With that growth comes more state dollars to help meet the needs of those students.

On Dec. 1, all Hoosier school districts provided the Indiana Department of Education with a count of how many students they have enrolled in special education programs. Funding for the remainder of the year is based on the Dec. 1 count.

Mika Ahlbrand, director of special education for Seymour, reported last week the corporation has a total of 907 students with special needs, including emotional disabilities, autism, learning disabilities, speech, hearing and vision impairments and others.

That’s 49 more students than in 2015, meaning the district will receive $131,750 more, for a total of $2,775,100 in state funding for special education.

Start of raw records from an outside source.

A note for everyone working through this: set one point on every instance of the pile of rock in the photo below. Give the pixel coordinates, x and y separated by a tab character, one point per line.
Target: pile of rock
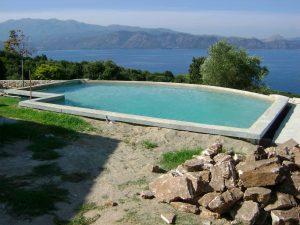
258	188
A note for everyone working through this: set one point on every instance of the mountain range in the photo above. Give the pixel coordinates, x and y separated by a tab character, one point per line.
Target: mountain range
54	34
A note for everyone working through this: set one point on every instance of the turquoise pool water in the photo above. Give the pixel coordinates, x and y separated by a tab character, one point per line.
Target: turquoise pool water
183	104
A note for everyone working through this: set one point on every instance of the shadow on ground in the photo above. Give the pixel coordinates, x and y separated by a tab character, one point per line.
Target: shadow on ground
47	172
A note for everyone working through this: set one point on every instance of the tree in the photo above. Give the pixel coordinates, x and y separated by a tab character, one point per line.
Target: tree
194	70
111	71
2	70
93	70
17	44
229	66
48	72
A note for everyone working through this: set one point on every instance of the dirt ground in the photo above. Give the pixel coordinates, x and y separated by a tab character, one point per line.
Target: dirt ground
117	164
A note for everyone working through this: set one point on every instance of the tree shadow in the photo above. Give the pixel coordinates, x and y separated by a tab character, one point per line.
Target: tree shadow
48	170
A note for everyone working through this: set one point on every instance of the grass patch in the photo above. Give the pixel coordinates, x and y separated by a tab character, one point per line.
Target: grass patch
149	145
75	177
138	182
80	219
47	170
46	131
23	201
10	109
171	160
3	154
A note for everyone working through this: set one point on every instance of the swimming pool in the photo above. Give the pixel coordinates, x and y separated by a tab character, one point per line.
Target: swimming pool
179	106
165	102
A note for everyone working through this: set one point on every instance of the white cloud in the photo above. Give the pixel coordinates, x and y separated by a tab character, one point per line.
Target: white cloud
229	23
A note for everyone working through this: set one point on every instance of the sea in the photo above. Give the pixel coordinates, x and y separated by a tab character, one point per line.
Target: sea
283	65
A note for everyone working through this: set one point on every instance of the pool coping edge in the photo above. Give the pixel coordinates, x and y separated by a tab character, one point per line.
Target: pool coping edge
255	132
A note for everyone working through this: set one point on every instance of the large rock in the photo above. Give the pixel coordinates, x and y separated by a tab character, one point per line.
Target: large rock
207	214
169	187
217	181
229	173
258	154
213	150
267	172
223	202
204	177
289	145
197	164
291	185
258	194
198	185
207	198
296	156
282	201
248	213
185	207
222	157
286	217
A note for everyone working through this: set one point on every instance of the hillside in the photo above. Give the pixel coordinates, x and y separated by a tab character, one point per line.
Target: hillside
56	34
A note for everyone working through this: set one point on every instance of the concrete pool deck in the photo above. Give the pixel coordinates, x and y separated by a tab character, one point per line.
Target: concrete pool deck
42	101
290	126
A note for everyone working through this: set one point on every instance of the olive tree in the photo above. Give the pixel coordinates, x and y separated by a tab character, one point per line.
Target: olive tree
229	66
17	43
194	70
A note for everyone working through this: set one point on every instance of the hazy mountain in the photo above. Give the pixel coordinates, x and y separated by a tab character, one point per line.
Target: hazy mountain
57	34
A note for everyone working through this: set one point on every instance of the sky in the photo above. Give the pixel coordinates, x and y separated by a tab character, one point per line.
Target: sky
244	18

Since 2012, Seymour has had a total increase of 295 students in special education, resulting in a total funding increase of $921,288 in five years.

“Our students with autism have shown the biggest growth over the last four or five years with 20 students more than we were in 2012,” she said.

She attributes the growth to the success of programs such as SOAR at Emerson Elementary and BEST at Seymour-Redding Elementary, which support students with autism.

“I also think we have very well-educated parents that ask for that testing,” she said of identifying special needs students. “We get a lot of parent requests.”

The only decrease the corporation saw was in the number of special education preschool students because of the termination of the Seymour GRADS Preschool program, Ahlbrand said. That resulted in a drop of nine students this year and a loss of $24,750 in special education funding; however, the district continues to serve 60 special needs preschool students in other programs.

Ahlbrand said the enrollment numbers show growth of between 30 and 50 special education students in each school building over a 5-year period, except Cortland, which hasn’t seen an increase since 2014.

Seymour-Redding and Seymour-Jackson elementaries have seen the most growth in special education with 49 more students identified than they had in 2012.

Seymour Community School Corp. also provides special education services to students attending non-public schools in the area, and has seen that enrollment more than double in five years with a total increase of 58 students, Ahlbrand said.

Besides state funding, school districts receive federal special education dollars too, which are allocated by the state in the form of grants. That money is used to pay for professional development for special education teachers and staff, supplies, salaries and benefits.

For 2016, Seymour received $1,096,621 in federal special education grant funding, an increase of $68,345 total from the previous year. The district will apply for a total of $1,140,718 for 2017.